Method Comparisons

This section directly compares between the different methods, using simulated data.

Overview

A key question for interpreting prior work is to consider how the different employed methods relate to each other. To investigate this, this section simulates datasets, and applies different methods to compare their results.

In this section, the main question is the evaluate the relationship between different methods across parameters variations, to evaluate which methods are highly correlated (seeming to refelct the same thing), and which appear to provide independent estimations of the data.

Note that due to large number of possible comparisons across different methods and different simulated parameters, in this section we necessarily restrict the comparison to a selected subset of methods, that are compared pairwise.

Contents

Comparisons between methods are organized into the following groups:

  • 21-ExponentComparisons : comparing methods that directly estimate the aperiodic exponent

    • Comparisons between: specparam & IRASA

  • 22-TimeDomainComparisons : comparing time domain methods to each other

    • Comparisons between: fluctuation, complexity, and information measures

  • 23-ExponentvsTimeDomain : comparing exponent and time domain methods

    • Comparisons between: specparam and fluctuation, complexity, and information measures

Simulations

In this section, we will use simulated data to compare methods.

Combined signals

Calculate measures on simulated signals, across variations of aperiodic parameters in combined signals.

Code Approach

Here, we will briefly introduce the general strategy and code used to run the simulations.

run_comparisons

The overarching function used to run simulation comparisons is the run_comparisons function.

This approach allows for:

  • defining a procedure to simulate time series

  • defining a set of measures to apply to the simulated time series

  • applying the set of measures across simulated instances, sampling from parameter ranges

# Import the `run_comparisons` function from the custom code folder
import sys; from pathlib import Path
sys.path.append(str(Path('..').resolve()))
from apm.run import run_comparisons
# Check the documentation for `run_comparisons`
print(run_comparisons.__doc__)
Compute multiple measures of interest across the same set of simulations.

    Parameters
    ----------
    sim_func : callable
        A function to create simulated time series.
    sim_params : dict
        Input arguments for `sim_func`.
    measures : dict
        A measure function to apply to the simulated data.
        The keys should be functions to apply to the data.
        The values should be a dictionary of parameters to use for the method.
    samplers : dict
        Information for how to sample across parameters for the simulations.
        The keys should be string labels of which parameter to update.
        The values should be data ranges to sample for that parameter.
    n_sims : int
        The number of simulations to run.
    verbose : bool, optional, default: False
        Whether to print out simulation parameters.
        Used for checking simulations / debugging.

    Returns
    -------
    outs : dict
        Computed results for each measure across the set of simulated data.
    

Next, we can run an example of using run_comparisons.

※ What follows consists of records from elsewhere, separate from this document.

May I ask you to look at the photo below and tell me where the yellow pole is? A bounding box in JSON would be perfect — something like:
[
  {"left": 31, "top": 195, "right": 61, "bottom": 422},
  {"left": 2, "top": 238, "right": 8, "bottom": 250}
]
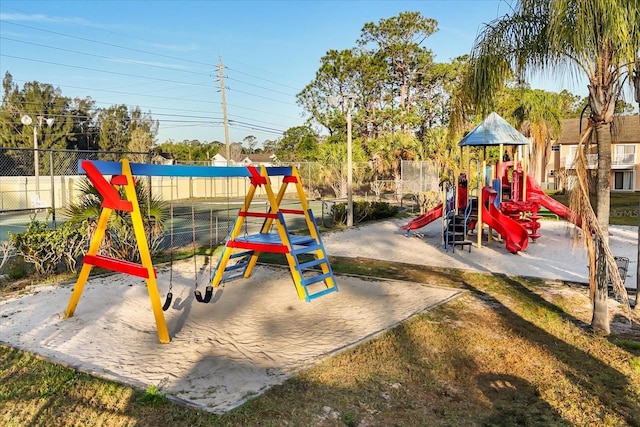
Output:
[
  {"left": 122, "top": 159, "right": 171, "bottom": 344},
  {"left": 478, "top": 159, "right": 491, "bottom": 248},
  {"left": 64, "top": 208, "right": 112, "bottom": 319}
]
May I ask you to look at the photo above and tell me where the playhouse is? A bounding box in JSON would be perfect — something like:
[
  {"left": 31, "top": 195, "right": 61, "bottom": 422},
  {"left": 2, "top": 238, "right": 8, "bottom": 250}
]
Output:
[{"left": 402, "top": 112, "right": 580, "bottom": 253}]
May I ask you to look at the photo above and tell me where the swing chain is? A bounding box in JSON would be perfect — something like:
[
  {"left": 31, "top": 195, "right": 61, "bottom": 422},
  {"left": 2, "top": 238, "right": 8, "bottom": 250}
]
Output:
[{"left": 162, "top": 204, "right": 173, "bottom": 311}]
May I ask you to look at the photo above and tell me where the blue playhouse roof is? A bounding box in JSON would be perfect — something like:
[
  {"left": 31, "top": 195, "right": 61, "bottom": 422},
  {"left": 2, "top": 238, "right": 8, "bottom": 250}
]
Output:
[{"left": 458, "top": 112, "right": 529, "bottom": 147}]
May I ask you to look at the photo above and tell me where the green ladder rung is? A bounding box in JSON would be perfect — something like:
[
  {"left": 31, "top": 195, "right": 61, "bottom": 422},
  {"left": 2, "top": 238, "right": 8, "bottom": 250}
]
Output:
[
  {"left": 298, "top": 258, "right": 329, "bottom": 270},
  {"left": 305, "top": 286, "right": 338, "bottom": 302},
  {"left": 300, "top": 272, "right": 335, "bottom": 286}
]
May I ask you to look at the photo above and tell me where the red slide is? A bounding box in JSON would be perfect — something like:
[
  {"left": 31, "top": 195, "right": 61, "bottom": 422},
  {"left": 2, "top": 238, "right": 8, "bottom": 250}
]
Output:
[
  {"left": 482, "top": 187, "right": 529, "bottom": 254},
  {"left": 527, "top": 175, "right": 582, "bottom": 227},
  {"left": 402, "top": 204, "right": 442, "bottom": 236}
]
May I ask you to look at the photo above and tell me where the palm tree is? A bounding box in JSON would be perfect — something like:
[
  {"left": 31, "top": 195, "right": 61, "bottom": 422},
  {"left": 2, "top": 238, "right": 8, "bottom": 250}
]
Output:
[{"left": 471, "top": 0, "right": 640, "bottom": 333}]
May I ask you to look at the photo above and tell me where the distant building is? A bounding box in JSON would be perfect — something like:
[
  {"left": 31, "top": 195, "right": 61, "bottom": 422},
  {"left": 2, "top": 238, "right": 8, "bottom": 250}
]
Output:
[
  {"left": 151, "top": 153, "right": 175, "bottom": 165},
  {"left": 211, "top": 153, "right": 275, "bottom": 166},
  {"left": 545, "top": 114, "right": 640, "bottom": 191}
]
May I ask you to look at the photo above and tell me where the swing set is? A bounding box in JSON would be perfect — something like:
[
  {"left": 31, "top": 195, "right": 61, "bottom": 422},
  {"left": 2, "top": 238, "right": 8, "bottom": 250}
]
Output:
[{"left": 65, "top": 159, "right": 338, "bottom": 343}]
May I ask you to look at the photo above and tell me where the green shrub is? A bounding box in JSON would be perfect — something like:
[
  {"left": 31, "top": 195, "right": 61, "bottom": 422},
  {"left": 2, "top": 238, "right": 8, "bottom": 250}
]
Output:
[{"left": 9, "top": 219, "right": 87, "bottom": 275}]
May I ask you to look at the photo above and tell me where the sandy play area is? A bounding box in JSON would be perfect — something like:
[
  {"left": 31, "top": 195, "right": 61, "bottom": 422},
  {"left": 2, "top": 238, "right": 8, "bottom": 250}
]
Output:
[
  {"left": 0, "top": 220, "right": 638, "bottom": 413},
  {"left": 0, "top": 260, "right": 460, "bottom": 413}
]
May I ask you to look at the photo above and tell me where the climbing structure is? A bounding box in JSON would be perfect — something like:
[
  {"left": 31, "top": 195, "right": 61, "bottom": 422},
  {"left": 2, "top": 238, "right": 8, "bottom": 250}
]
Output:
[
  {"left": 208, "top": 166, "right": 338, "bottom": 301},
  {"left": 65, "top": 159, "right": 338, "bottom": 343}
]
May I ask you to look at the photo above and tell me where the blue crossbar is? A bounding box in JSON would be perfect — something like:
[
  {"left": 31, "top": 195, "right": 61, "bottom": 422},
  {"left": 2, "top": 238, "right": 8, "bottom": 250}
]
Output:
[{"left": 78, "top": 160, "right": 292, "bottom": 178}]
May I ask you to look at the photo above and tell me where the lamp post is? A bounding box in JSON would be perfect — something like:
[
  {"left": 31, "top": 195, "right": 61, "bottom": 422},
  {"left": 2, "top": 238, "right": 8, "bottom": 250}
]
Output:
[
  {"left": 20, "top": 114, "right": 53, "bottom": 195},
  {"left": 328, "top": 94, "right": 354, "bottom": 227}
]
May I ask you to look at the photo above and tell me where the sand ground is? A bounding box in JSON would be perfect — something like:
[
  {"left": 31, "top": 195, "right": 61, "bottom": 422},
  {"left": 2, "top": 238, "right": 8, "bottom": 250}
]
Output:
[{"left": 0, "top": 220, "right": 638, "bottom": 413}]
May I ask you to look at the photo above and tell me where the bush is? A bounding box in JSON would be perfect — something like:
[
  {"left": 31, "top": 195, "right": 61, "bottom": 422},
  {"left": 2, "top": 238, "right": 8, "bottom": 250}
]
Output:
[
  {"left": 331, "top": 200, "right": 399, "bottom": 225},
  {"left": 9, "top": 219, "right": 87, "bottom": 275}
]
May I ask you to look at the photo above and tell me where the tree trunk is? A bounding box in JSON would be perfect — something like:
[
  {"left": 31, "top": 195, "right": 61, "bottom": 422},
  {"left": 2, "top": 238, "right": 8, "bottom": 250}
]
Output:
[
  {"left": 591, "top": 122, "right": 611, "bottom": 335},
  {"left": 591, "top": 238, "right": 611, "bottom": 335},
  {"left": 595, "top": 123, "right": 611, "bottom": 238}
]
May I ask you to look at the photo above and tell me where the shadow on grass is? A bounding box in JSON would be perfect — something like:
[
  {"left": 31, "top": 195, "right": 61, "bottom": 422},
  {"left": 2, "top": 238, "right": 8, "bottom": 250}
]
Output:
[{"left": 464, "top": 274, "right": 640, "bottom": 425}]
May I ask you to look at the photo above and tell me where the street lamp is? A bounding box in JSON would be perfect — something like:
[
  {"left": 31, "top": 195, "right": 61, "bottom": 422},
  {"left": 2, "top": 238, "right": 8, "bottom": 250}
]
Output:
[
  {"left": 20, "top": 114, "right": 53, "bottom": 195},
  {"left": 328, "top": 94, "right": 354, "bottom": 227}
]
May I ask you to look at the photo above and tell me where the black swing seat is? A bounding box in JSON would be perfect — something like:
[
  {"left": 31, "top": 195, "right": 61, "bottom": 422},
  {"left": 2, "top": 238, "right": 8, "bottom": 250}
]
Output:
[
  {"left": 162, "top": 291, "right": 173, "bottom": 311},
  {"left": 193, "top": 286, "right": 213, "bottom": 303}
]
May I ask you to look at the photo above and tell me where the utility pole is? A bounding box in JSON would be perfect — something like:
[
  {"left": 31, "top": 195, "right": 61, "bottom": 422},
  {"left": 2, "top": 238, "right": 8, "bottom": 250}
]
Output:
[{"left": 218, "top": 57, "right": 231, "bottom": 166}]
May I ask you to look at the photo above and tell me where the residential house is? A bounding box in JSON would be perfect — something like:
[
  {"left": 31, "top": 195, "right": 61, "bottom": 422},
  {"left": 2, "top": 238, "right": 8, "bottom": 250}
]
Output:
[
  {"left": 211, "top": 153, "right": 275, "bottom": 166},
  {"left": 544, "top": 114, "right": 640, "bottom": 191}
]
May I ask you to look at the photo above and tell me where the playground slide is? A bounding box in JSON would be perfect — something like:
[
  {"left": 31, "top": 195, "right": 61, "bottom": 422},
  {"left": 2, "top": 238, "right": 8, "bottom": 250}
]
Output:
[
  {"left": 402, "top": 204, "right": 442, "bottom": 234},
  {"left": 527, "top": 175, "right": 581, "bottom": 227},
  {"left": 482, "top": 187, "right": 529, "bottom": 254}
]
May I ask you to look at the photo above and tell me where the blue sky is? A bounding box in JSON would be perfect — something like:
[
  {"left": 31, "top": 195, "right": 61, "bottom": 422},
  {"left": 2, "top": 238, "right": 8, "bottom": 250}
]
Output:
[{"left": 0, "top": 0, "right": 579, "bottom": 143}]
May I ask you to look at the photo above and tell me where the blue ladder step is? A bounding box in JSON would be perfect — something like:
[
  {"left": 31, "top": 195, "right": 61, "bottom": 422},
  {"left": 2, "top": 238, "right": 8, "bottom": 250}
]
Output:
[
  {"left": 220, "top": 271, "right": 244, "bottom": 283},
  {"left": 298, "top": 258, "right": 329, "bottom": 270},
  {"left": 291, "top": 241, "right": 322, "bottom": 255},
  {"left": 305, "top": 286, "right": 338, "bottom": 302},
  {"left": 229, "top": 251, "right": 253, "bottom": 259},
  {"left": 300, "top": 272, "right": 335, "bottom": 286},
  {"left": 224, "top": 261, "right": 249, "bottom": 271}
]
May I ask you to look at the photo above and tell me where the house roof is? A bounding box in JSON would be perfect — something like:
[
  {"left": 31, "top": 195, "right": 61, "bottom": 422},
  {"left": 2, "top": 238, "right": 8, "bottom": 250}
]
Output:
[
  {"left": 557, "top": 114, "right": 640, "bottom": 145},
  {"left": 458, "top": 112, "right": 529, "bottom": 147},
  {"left": 247, "top": 153, "right": 273, "bottom": 163}
]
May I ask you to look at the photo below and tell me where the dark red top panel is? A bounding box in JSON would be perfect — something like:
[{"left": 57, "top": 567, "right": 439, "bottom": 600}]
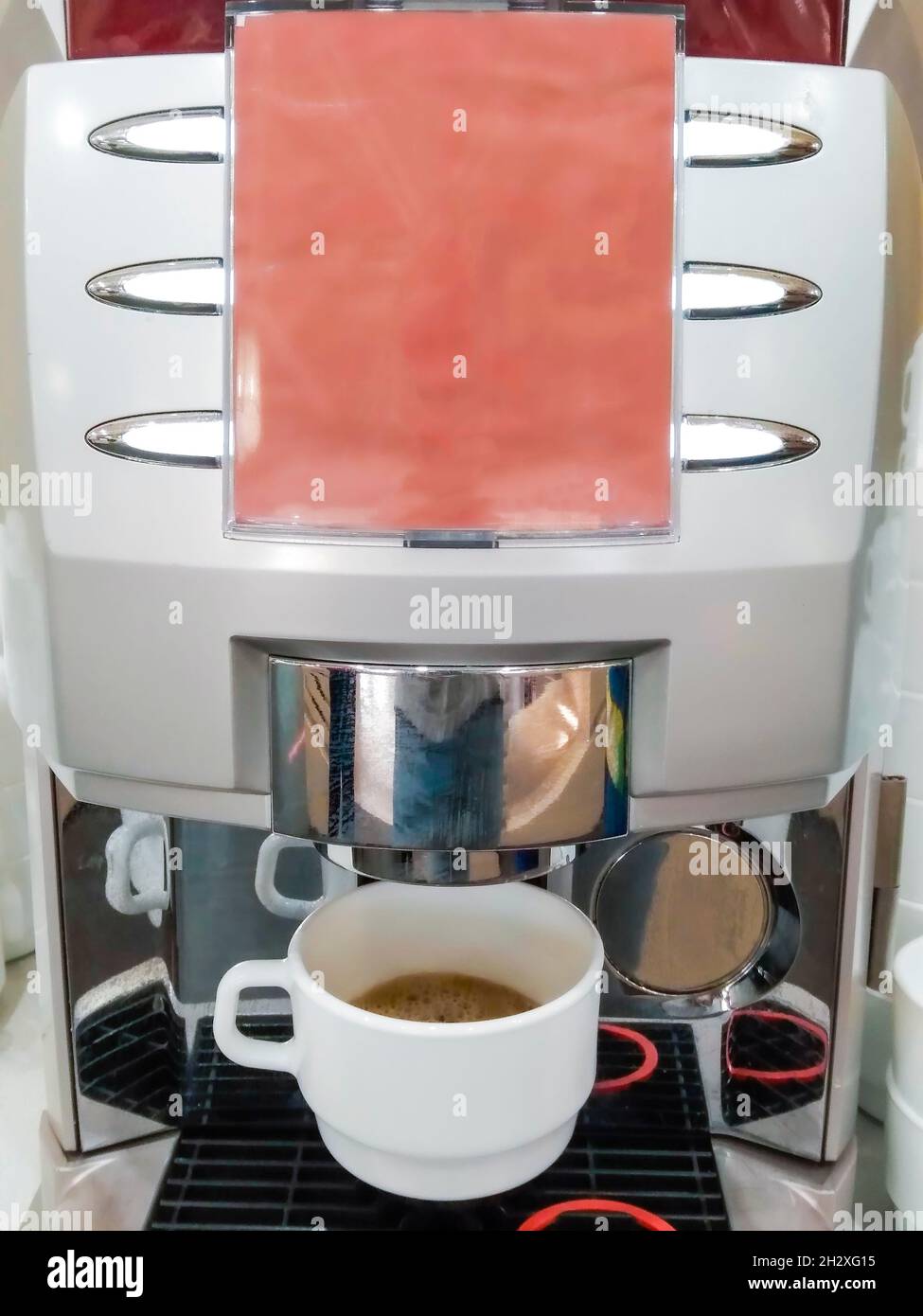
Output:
[{"left": 67, "top": 0, "right": 846, "bottom": 64}]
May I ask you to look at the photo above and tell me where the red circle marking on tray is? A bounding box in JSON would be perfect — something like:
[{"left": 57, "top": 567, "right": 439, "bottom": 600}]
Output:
[
  {"left": 724, "top": 1009, "right": 826, "bottom": 1083},
  {"left": 593, "top": 1023, "right": 660, "bottom": 1094},
  {"left": 516, "top": 1198, "right": 676, "bottom": 1233}
]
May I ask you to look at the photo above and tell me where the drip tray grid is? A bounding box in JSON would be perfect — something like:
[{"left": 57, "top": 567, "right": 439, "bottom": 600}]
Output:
[{"left": 148, "top": 1016, "right": 728, "bottom": 1232}]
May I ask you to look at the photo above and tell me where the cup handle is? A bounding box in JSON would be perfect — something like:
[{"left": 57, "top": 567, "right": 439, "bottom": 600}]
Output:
[
  {"left": 254, "top": 831, "right": 356, "bottom": 922},
  {"left": 105, "top": 816, "right": 169, "bottom": 915},
  {"left": 212, "top": 959, "right": 297, "bottom": 1074}
]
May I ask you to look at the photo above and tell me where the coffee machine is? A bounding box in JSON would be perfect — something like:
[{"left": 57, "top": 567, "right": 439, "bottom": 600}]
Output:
[{"left": 0, "top": 0, "right": 919, "bottom": 1229}]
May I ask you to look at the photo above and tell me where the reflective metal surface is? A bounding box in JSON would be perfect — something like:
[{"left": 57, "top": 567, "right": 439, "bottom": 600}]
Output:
[
  {"left": 87, "top": 257, "right": 223, "bottom": 316},
  {"left": 683, "top": 109, "right": 822, "bottom": 169},
  {"left": 682, "top": 260, "right": 822, "bottom": 320},
  {"left": 316, "top": 841, "right": 577, "bottom": 883},
  {"left": 680, "top": 416, "right": 821, "bottom": 471},
  {"left": 270, "top": 655, "right": 630, "bottom": 863},
  {"left": 548, "top": 769, "right": 872, "bottom": 1161},
  {"left": 85, "top": 412, "right": 223, "bottom": 467},
  {"left": 88, "top": 105, "right": 223, "bottom": 165},
  {"left": 593, "top": 830, "right": 772, "bottom": 996}
]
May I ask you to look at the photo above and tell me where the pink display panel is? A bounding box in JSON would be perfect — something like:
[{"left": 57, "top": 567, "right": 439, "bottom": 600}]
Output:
[{"left": 228, "top": 10, "right": 678, "bottom": 537}]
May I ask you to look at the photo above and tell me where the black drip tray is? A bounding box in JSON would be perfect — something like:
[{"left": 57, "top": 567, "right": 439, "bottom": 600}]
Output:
[{"left": 148, "top": 1016, "right": 728, "bottom": 1232}]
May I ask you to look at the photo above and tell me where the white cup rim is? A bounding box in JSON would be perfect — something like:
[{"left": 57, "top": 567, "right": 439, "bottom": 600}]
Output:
[{"left": 286, "top": 883, "right": 604, "bottom": 1040}]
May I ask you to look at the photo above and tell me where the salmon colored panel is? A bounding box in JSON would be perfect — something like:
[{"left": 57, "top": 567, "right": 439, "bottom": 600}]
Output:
[{"left": 233, "top": 12, "right": 676, "bottom": 533}]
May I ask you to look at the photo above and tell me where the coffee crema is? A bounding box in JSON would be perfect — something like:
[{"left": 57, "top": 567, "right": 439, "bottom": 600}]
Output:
[{"left": 350, "top": 972, "right": 539, "bottom": 1023}]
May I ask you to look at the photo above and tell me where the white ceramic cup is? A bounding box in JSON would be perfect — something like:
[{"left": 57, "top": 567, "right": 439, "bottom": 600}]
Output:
[{"left": 215, "top": 881, "right": 603, "bottom": 1201}]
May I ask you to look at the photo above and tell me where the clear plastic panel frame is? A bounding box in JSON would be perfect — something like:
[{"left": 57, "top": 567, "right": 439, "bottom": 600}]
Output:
[{"left": 223, "top": 4, "right": 683, "bottom": 546}]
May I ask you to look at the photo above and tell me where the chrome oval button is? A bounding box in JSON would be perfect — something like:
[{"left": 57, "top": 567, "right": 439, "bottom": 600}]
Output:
[
  {"left": 85, "top": 412, "right": 223, "bottom": 467},
  {"left": 680, "top": 416, "right": 821, "bottom": 471},
  {"left": 682, "top": 260, "right": 822, "bottom": 320},
  {"left": 683, "top": 109, "right": 822, "bottom": 169},
  {"left": 88, "top": 105, "right": 223, "bottom": 165}
]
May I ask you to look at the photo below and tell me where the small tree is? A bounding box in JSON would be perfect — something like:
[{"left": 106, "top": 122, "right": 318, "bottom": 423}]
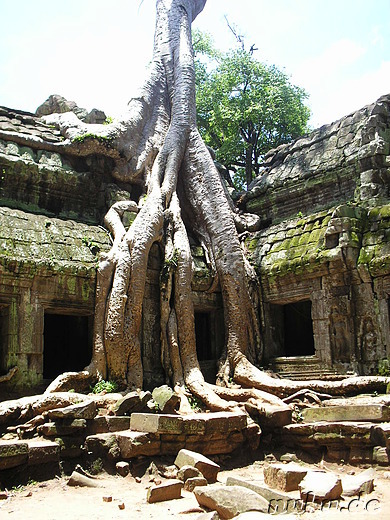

To do so, we will define an example analysis to apply some measures of interest (here, computing the mean and the variance) across samples of simulations of powerlaw data.

import numpy as np
from neurodsp.sim import sim_powerlaw

from apm.sim.settings import SIM_PARAMS_AP
from apm.utils import sampler
# Define the measures to apply to the simulated signals
measures = {np.var : {}, np.mean : {}}

# Define how to sample across parameters, and what ranges to use
samplers = {'update_exp' : sampler(np.arange(-2.5, 0, 0.1))}
# Run comparisons across samples of aperiodic noise
outs = run_comparisons(sim_powerlaw, SIM_PARAMS_AP, measures,
                       samplers, n_sims=5, verbose=True) 
{'n_seconds': 30, 'fs': 1000, 'f_range': (0.5, None), 'exponent': -0.19999999999999796}
{'n_seconds': 30, 'fs': 1000, 'f_range': (0.5, None), 'exponent': -0.6999999999999984}
{'n_seconds': 30, 'fs': 1000, 'f_range': (0.5, None), 'exponent': -0.8999999999999986}
{'n_seconds': 30, 'fs': 1000, 'f_range': (0.5, None), 'exponent': -1.5999999999999992}
{'n_seconds': 30, 'fs': 1000, 'f_range': (0.5, None), 'exponent': -1.299999999999999}
# Check output values of computed measures
outs
{'var': array([1., 1., 1., 1., 1.]),
 'mean': array([ 2.46321482e-17,  1.89478063e-17, -9.47390314e-18, -3.03164901e-17,
        -2.98427949e-17])}

Evaluating Results

After computing the measures, we can examine the results, comparing between different measurements.

# Import a plot function to visualize the computed measures
from apm.plts import plot_dots
# Plot the computed measures against each other
plot_dots(outs['var'], outs['mean'])
../_images/20-MethodComparisons_15_0.png